Enseignée dès l’école primaire, cette langue qui peu à peu perdait de son ancrage dans les jeunes générations a été réinvestie par des auteurs et chercheurs contemporains. Longtemps refuge de l’expression écrite, la poésie compte, parmi ses plus notables auteurs, Francescu Filippini. Quant au roman, des écrivains tel Rinatu Coti lui ont donné un renom.
Dans les villages, vous entendrez le chant de cette langue riche et savoureuse, qui présente des analogies avec d’autres langues romanes, l’italien surtout. Elle est toujours considérée comme une langue en danger inscrite au patrimoine immatériel de l’Unesco.
Des origines diverses
Idiome aux racines celto-ligures , le corse s’est lentement latinisé, puis a subi à partir du 9 e s. une forte influence toscane. Les Sarrasins n’ont laissé que peu de mots et les Génois, présents durant cinq siècles, ont surtout légué un vocabulaire technique, maritime et administratif.
La syntaxe du corse reste proche du toscan médiéval, ce qui permet de considérer cette langue comme le reflet de celle de l’époque de Dante.

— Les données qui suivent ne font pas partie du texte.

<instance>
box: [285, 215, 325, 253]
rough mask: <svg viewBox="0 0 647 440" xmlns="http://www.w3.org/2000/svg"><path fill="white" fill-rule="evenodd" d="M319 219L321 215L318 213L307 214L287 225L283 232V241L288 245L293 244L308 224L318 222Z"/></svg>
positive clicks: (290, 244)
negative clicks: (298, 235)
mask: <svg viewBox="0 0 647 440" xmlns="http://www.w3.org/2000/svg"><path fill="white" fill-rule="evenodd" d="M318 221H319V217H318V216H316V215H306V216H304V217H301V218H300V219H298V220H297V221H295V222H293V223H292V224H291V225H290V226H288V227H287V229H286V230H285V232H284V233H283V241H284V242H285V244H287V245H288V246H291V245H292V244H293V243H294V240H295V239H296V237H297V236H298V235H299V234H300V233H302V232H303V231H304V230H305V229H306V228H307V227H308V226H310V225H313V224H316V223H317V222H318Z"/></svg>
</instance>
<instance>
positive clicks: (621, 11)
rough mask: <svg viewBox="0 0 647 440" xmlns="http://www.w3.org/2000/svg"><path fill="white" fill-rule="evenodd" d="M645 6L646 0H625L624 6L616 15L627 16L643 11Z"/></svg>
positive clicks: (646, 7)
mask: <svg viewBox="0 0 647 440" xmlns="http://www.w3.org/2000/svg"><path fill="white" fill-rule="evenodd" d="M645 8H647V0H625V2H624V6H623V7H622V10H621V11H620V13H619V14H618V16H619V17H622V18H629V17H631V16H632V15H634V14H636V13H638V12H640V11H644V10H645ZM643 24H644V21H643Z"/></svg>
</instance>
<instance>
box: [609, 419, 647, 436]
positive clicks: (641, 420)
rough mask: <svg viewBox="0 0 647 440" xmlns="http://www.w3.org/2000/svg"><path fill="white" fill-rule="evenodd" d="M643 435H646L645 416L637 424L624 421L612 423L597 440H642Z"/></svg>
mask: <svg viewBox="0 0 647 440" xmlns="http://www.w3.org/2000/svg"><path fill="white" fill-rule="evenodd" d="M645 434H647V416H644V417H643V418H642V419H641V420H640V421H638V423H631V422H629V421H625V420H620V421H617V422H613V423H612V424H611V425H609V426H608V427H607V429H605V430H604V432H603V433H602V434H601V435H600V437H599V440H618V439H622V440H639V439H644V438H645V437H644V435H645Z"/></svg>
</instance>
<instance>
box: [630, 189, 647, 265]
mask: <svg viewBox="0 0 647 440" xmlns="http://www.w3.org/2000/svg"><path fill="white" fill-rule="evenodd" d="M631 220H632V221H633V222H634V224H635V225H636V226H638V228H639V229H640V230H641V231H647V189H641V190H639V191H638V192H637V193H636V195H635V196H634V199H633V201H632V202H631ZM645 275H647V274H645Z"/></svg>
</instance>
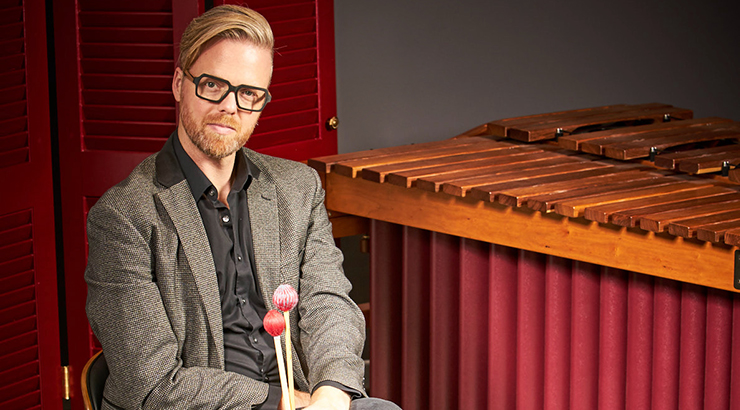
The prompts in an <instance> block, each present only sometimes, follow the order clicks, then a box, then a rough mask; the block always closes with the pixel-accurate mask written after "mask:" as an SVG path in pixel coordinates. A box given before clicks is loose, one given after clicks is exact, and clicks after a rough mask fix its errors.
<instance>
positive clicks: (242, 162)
mask: <svg viewBox="0 0 740 410" xmlns="http://www.w3.org/2000/svg"><path fill="white" fill-rule="evenodd" d="M173 140H174V141H173V146H174V148H175V156H176V157H177V161H178V162H179V163H180V168H181V169H182V172H183V174H184V175H185V179H187V180H188V185H190V191H191V192H192V193H193V198H195V201H196V202H198V200H200V198H201V196H203V194H204V193H205V192H206V190H207V189H209V188H210V187H212V186H213V183H211V181H210V180H209V179H208V177H207V176H206V175H205V174H204V173H203V171H201V170H200V168H198V165H196V164H195V161H193V159H192V158H190V156H189V155H188V153H187V152H185V148H183V147H182V144H181V143H180V139H179V138H178V136H175V138H173ZM234 167H235V168H236V176H235V178H234V183H233V184H232V186H231V190H232V191H240V190H242V189H243V190H246V189H247V188H249V185H250V183H251V182H252V178H253V176H252V172H251V167H250V166H249V160H248V158H247V156H246V154H245V153H244V150H241V149H240V150H239V151H237V152H236V161H235V163H234Z"/></svg>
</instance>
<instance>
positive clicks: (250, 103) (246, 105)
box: [184, 71, 272, 112]
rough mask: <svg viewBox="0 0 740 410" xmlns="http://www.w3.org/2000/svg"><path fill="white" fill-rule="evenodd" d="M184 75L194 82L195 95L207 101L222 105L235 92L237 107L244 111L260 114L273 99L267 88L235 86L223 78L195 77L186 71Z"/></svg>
mask: <svg viewBox="0 0 740 410" xmlns="http://www.w3.org/2000/svg"><path fill="white" fill-rule="evenodd" d="M184 73H185V74H186V75H187V76H188V77H190V78H191V79H192V80H193V84H195V95H196V96H198V97H199V98H202V99H204V100H206V101H210V102H214V103H220V102H221V101H223V100H224V98H226V96H227V95H229V93H230V92H232V91H233V92H234V96H235V97H236V106H237V107H239V108H240V109H242V110H244V111H254V112H259V111H262V110H263V109H265V106H266V105H267V103H268V102H270V100H271V99H272V96H271V95H270V92H269V91H267V89H265V88H260V87H255V86H251V85H237V86H233V85H231V83H229V82H228V81H226V80H224V79H223V78H218V77H216V76H213V75H210V74H201V75H199V76H197V77H193V75H192V74H190V73H189V72H188V71H184Z"/></svg>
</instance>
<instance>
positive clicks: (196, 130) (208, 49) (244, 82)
mask: <svg viewBox="0 0 740 410" xmlns="http://www.w3.org/2000/svg"><path fill="white" fill-rule="evenodd" d="M188 71H189V73H190V74H192V75H193V77H198V76H199V75H201V74H210V75H212V76H215V77H219V78H223V79H225V80H227V81H229V82H230V83H231V84H232V85H234V86H239V85H243V84H244V85H251V86H256V87H261V88H267V86H268V85H269V84H270V77H271V75H272V53H271V52H270V50H267V49H265V48H261V47H257V46H255V45H253V44H251V43H249V42H245V41H236V40H222V41H219V42H218V43H216V44H214V45H212V46H211V47H209V48H208V49H207V50H205V51H204V52H203V53H202V54H201V55H200V57H198V59H197V60H196V61H195V63H194V64H193V65H192V66H191V67H190V69H189V70H188ZM172 91H173V93H174V95H175V100H177V102H179V103H180V124H179V126H178V130H179V132H184V133H185V134H187V136H188V137H189V139H190V141H192V142H193V144H194V145H195V146H196V147H197V148H198V149H199V150H200V151H202V152H203V153H204V154H205V155H207V156H208V157H210V158H213V159H221V158H224V157H227V156H229V155H231V154H233V153H234V152H236V151H237V150H239V149H240V148H241V147H242V146H244V144H246V143H247V140H248V139H249V137H250V136H251V135H252V131H254V127H255V126H256V125H257V119H259V116H260V112H250V111H244V110H240V109H239V108H238V107H237V105H236V98H235V96H234V93H229V94H228V95H227V96H226V98H224V100H223V101H221V102H220V103H213V102H210V101H206V100H203V99H201V98H199V97H197V96H196V95H195V84H193V81H192V80H191V79H190V77H187V76H185V74H184V73H183V71H182V70H181V69H180V68H178V69H177V70H175V76H174V78H173V81H172Z"/></svg>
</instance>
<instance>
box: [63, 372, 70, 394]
mask: <svg viewBox="0 0 740 410" xmlns="http://www.w3.org/2000/svg"><path fill="white" fill-rule="evenodd" d="M62 383H64V385H63V386H62V391H63V392H64V400H69V366H62Z"/></svg>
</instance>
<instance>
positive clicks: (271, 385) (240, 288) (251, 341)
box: [173, 136, 362, 409]
mask: <svg viewBox="0 0 740 410" xmlns="http://www.w3.org/2000/svg"><path fill="white" fill-rule="evenodd" d="M173 145H174V148H175V155H176V157H177V160H178V162H179V163H180V168H181V169H182V172H183V174H184V175H185V178H186V179H187V181H188V184H189V185H190V190H191V192H192V193H193V198H194V199H195V203H196V205H197V206H198V211H199V212H200V216H201V219H202V220H203V225H204V227H205V229H206V235H207V236H208V241H209V243H210V245H211V253H212V255H213V262H214V263H215V265H216V275H217V277H218V288H219V293H220V295H221V316H222V318H223V325H224V367H225V370H227V371H231V372H235V373H240V374H243V375H245V376H247V377H250V378H252V379H255V380H261V381H264V382H266V383H269V385H270V387H269V392H268V395H267V399H266V400H265V402H264V403H262V404H261V405H260V406H257V407H255V408H256V409H276V408H277V407H278V404H279V402H280V398H281V397H282V390H281V388H280V375H279V372H278V367H277V358H276V355H277V354H276V352H275V345H274V342H273V338H272V336H271V335H270V334H269V333H267V331H266V330H265V328H264V327H263V325H262V318H264V317H265V315H266V314H267V308H265V304H264V302H263V300H262V291H261V290H260V289H259V284H258V283H257V280H256V276H255V267H254V248H253V246H252V229H251V225H250V223H249V208H248V203H247V189H248V188H249V184H250V183H251V181H252V173H251V168H250V164H249V159H248V158H247V156H246V155H245V154H244V152H242V151H241V150H240V151H237V154H236V161H235V164H234V174H233V182H232V184H231V192H229V195H228V197H227V202H228V204H229V206H228V207H227V206H226V205H225V204H223V203H222V202H221V201H219V200H218V190H217V189H216V187H215V186H213V184H212V183H211V181H210V180H209V179H208V177H206V176H205V174H203V171H201V170H200V168H198V166H197V165H196V164H195V162H194V161H193V160H192V159H191V158H190V156H189V155H188V154H187V153H186V152H185V149H184V148H183V147H182V144H180V140H179V138H178V137H177V136H175V138H173ZM252 168H254V165H252ZM255 169H256V168H255ZM325 385H328V386H333V387H336V388H338V389H340V390H343V391H344V392H346V393H347V394H349V395H350V396H351V397H352V398H353V399H354V398H359V397H362V394H361V393H360V392H358V391H356V390H354V389H350V388H348V387H346V386H344V385H342V384H341V383H337V382H334V381H331V380H325V381H322V382H320V383H318V384H317V385H316V386H315V387H314V390H315V389H317V388H319V387H321V386H325Z"/></svg>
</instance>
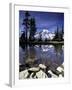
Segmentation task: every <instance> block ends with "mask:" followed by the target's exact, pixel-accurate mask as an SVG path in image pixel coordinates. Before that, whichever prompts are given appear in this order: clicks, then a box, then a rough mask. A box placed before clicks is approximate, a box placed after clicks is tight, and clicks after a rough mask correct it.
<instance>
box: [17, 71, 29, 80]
mask: <svg viewBox="0 0 72 90" xmlns="http://www.w3.org/2000/svg"><path fill="white" fill-rule="evenodd" d="M28 75H29V73H28V70H24V71H21V72H19V79H25V78H27V77H28Z"/></svg>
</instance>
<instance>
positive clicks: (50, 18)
mask: <svg viewBox="0 0 72 90" xmlns="http://www.w3.org/2000/svg"><path fill="white" fill-rule="evenodd" d="M29 14H30V17H32V18H35V21H36V28H37V31H38V32H40V31H42V30H43V29H48V30H49V31H50V32H55V30H56V28H57V26H58V28H59V30H61V28H62V27H63V28H64V13H58V12H38V11H29ZM23 19H25V11H24V10H20V11H19V30H20V32H22V31H24V26H23V25H22V23H23Z"/></svg>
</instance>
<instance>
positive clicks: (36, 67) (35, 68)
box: [28, 67, 39, 72]
mask: <svg viewBox="0 0 72 90" xmlns="http://www.w3.org/2000/svg"><path fill="white" fill-rule="evenodd" d="M28 71H32V72H37V71H39V67H33V68H29V69H28Z"/></svg>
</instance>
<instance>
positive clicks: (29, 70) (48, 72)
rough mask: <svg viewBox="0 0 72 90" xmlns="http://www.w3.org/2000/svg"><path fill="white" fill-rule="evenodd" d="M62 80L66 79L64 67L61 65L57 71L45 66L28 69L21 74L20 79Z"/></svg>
mask: <svg viewBox="0 0 72 90" xmlns="http://www.w3.org/2000/svg"><path fill="white" fill-rule="evenodd" d="M58 77H59V78H60V77H64V65H63V64H62V65H60V66H59V67H57V68H56V69H49V68H48V67H47V66H45V65H44V64H39V66H38V67H32V68H28V69H26V70H23V71H21V72H19V79H28V78H29V79H36V78H58Z"/></svg>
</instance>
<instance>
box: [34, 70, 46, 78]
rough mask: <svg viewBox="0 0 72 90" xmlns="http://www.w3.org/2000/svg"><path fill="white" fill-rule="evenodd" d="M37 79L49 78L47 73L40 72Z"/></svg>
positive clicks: (43, 72)
mask: <svg viewBox="0 0 72 90" xmlns="http://www.w3.org/2000/svg"><path fill="white" fill-rule="evenodd" d="M35 77H37V78H48V76H47V75H46V73H45V72H43V71H42V70H40V71H39V72H37V73H36V76H35Z"/></svg>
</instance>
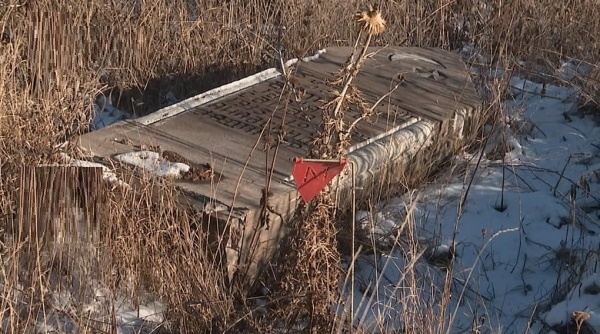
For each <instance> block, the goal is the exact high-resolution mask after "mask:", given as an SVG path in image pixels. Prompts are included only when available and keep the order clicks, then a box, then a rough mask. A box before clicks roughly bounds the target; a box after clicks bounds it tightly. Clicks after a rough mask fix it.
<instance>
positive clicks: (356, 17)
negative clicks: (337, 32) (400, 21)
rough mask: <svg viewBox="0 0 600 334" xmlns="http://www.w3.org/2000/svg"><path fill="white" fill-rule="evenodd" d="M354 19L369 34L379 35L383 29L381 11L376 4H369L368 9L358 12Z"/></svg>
mask: <svg viewBox="0 0 600 334" xmlns="http://www.w3.org/2000/svg"><path fill="white" fill-rule="evenodd" d="M356 20H357V22H358V23H360V24H362V25H363V29H364V30H365V31H366V32H367V33H369V34H371V35H379V34H381V33H382V32H383V31H384V30H385V20H384V19H383V17H381V11H380V10H379V8H378V7H377V5H369V10H367V11H362V12H358V13H357V14H356Z"/></svg>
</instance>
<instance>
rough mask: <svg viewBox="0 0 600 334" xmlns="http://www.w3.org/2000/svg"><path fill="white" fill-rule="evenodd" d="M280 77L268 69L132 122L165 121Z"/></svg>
mask: <svg viewBox="0 0 600 334" xmlns="http://www.w3.org/2000/svg"><path fill="white" fill-rule="evenodd" d="M325 52H326V50H325V49H323V50H319V51H318V52H317V53H316V54H315V55H313V56H309V57H304V58H302V59H301V61H302V62H310V61H313V60H316V59H317V58H319V56H320V55H321V54H323V53H325ZM298 61H299V60H298V59H297V58H294V59H290V60H288V61H287V62H286V63H285V66H286V67H290V66H292V65H294V64H296V63H297V62H298ZM280 75H281V72H279V71H278V70H277V69H275V68H269V69H266V70H264V71H262V72H258V73H256V74H254V75H251V76H248V77H245V78H243V79H240V80H238V81H234V82H231V83H228V84H225V85H223V86H220V87H217V88H214V89H211V90H209V91H207V92H204V93H202V94H199V95H196V96H193V97H190V98H189V99H186V100H183V101H181V102H178V103H175V104H173V105H170V106H168V107H165V108H162V109H160V110H158V111H156V112H154V113H152V114H149V115H147V116H143V117H140V118H137V119H135V120H134V121H135V122H137V123H140V124H142V125H150V124H153V123H156V122H159V121H162V120H165V119H167V118H170V117H173V116H176V115H179V114H181V113H183V112H186V111H187V110H189V109H191V108H194V107H197V106H200V105H203V104H206V103H209V102H212V101H214V100H216V99H218V98H221V97H224V96H227V95H229V94H233V93H237V92H239V91H241V90H244V89H246V88H248V87H250V86H252V85H255V84H258V83H261V82H264V81H267V80H270V79H273V78H276V77H278V76H280Z"/></svg>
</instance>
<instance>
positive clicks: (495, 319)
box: [348, 63, 600, 333]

La langue présente quelques dissemblances entre le sud-ouest et le nord-est de l’île, la frontière étant parfois difficile à saisir. Le corse du nord-est est plus musical ; celui du sud-ouest reste plus original. La prononciation peut varier également d’une vallée à l’autre.
Une pratique contrastée
La progression de l’ enseignement du corse à l’école se confirme ces dernières années puisqu’en 2005, environ 92 % des élèves ont accès aux cours de corse pendant leur scolarité. Il reste que cette langue est une option dans le secondaire et donc facultative. Bien que certains trouvent la progression insuffisante, l’avenir de la langue semble aujourd’hui moins menacé.
Certes il y a des émissions de télévision et de radio en corse, des journaux aussi, mais les éditeurs hésitent à publier dans cette langue car les tirages sont très faibles. La pratique n’est pas si fréquente sur l’ensemble du territoire ni dans toute les classes d’âge.